GLM-5.2 Surpasses GPT-5.5 in Benchmarks While Perplexity Launches AI "Brain" System

Large Language Models & Benchmarks

GLM-5.2 Achieves Benchmark Breakthroughs and Local Accessibility: GLM-5.2 has demonstrated industry-leading performance, surpassing Opus 4.8 in coding tasks and GPT-5.5 in agentic knowledge work evaluations. The model is now accessible for local inference through llama.cpp and Unsloth Studio, and it recently featured a period of free inference across several Hugging Face providers.
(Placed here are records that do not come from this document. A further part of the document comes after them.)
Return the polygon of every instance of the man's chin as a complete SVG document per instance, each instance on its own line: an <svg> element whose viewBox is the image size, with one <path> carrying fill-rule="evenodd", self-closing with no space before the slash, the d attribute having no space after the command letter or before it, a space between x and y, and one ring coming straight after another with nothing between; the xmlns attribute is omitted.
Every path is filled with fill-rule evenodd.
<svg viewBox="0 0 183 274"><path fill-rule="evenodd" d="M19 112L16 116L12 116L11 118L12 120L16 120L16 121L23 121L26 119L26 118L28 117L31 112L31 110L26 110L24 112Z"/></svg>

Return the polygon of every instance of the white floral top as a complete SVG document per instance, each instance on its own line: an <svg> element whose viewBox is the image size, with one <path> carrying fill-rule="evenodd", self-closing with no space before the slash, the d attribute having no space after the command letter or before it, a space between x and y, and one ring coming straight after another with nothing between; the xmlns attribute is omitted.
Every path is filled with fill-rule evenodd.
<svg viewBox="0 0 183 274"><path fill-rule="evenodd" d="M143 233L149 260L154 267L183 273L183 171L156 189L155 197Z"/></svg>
Claude Fable 5 and Kimi 2.7 Debut on Software Engineering Benchmark: Claude Fable 5 and Kimi 2.7 Code have made their first appearance on the DeepSWE benchmark for software engineering. This evaluation tests the models' abilities to handle real-world coding scenarios and complex software development tasks.

AI Agents & Research

Perplexity Launches 'Brain in Computer' Memory System: Perplexity AI has introduced a continuously learning memory system that builds a context graph of a user's past projects and decisions to assist their Computer agent. The feature is currently in research preview for Max subscribers and claims to significantly improve answer correctness and recall while reducing task costs.

Ohio State University Open-Sources QUEST-35B Deep Research Agent: Researchers have released QUEST-35B, an open-source deep research agent trained using synthetic samples and 32 H100 GPUs. The team has provided the full training recipe, code, weights, and datasets to the public, showing performance competitive with proprietary frontier systems.

Industry & Regulation

Select Companies Retain Anthropic Mythos Access Despite Shutdown: Approximately 200 organizations, including major firms like JPMorgan Chase and AWS, still have access to Anthropic's Mythos Preview via the "Project Glasswing" program. This continued access persists despite a US government order halting broader availability, as the program specifically focuses on collaborative cybersecurity vulnerability research.